Cartridge must borrow great amounts to money from the bank. Receivable collection period is increasing which shows the weaker credit control; meanwhile, payable period is also increasing every year which shows that payments are being differed in order to manage the working capital.
What sort of implications does the firms growth suggest? Butler is looking to find a new banking relationship that would allow him to negotiate a much larger unsecured loan.
How has management met the financing needs of the company? Moreover, operating margin has also increased to 3.
Later inMr. The Sources and Uses of Funds brings forth a snapshot of the companys cash flows and illustrates the reason behind Butler Lumbers cash deficit.
Due to the rapid growth and a shortage of cash inButler Lumber Company is seeking to take out an additional loan in order for the business to sustain itself and grow in the coming years.
This represents an increase of 2. Butlers Receivable turnover has decreased from 9.If Butler was able to factor away their receivables they would have more working capital, a flexible funding program that will increase only as their sales increase and also would help Butler take advantage of purchase discounts.
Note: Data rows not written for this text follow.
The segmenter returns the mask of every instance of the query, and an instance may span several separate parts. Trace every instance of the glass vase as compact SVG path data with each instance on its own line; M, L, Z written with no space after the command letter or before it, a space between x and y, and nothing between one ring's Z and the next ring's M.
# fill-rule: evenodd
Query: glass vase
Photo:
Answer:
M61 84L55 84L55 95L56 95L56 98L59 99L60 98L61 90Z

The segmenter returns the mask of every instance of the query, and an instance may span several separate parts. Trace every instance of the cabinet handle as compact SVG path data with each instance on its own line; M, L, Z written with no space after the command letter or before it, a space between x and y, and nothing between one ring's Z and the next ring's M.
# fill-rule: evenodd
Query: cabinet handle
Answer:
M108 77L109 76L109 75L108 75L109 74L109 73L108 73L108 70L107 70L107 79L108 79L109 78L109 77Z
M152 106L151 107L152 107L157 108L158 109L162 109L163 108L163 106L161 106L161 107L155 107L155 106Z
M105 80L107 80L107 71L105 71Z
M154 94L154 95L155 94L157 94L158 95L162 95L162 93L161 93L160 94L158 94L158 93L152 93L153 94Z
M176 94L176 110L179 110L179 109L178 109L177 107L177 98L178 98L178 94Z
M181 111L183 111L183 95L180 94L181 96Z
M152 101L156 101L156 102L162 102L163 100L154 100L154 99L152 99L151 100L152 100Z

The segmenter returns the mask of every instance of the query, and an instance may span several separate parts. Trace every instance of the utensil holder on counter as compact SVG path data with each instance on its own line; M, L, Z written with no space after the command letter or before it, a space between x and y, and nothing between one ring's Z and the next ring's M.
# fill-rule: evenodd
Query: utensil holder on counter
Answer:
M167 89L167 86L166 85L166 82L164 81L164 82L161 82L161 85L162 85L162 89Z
The pro-forma analysis we generated is based on recent percent of sales from the years With credit terms of 30 days, the DSO is showing that on average customers are not paying on time and year to year they are paying increasingly later. The Sources and Uses of Funds brings forth a snapshot of the companys cash flows and illustrates the reason behind Butler Lumbers cash deficit. Later in , Mr. Why has Cartwright Lumber borrowed increasing amounts despite its consistent profitability? From operational standpoint, company is doing Nell on basis of successful price competition, careful control of operating expenses and by quantity material purchases at substantial discounts. First is competitive customer policy, they offered their customers by quantity discounts and credit terms.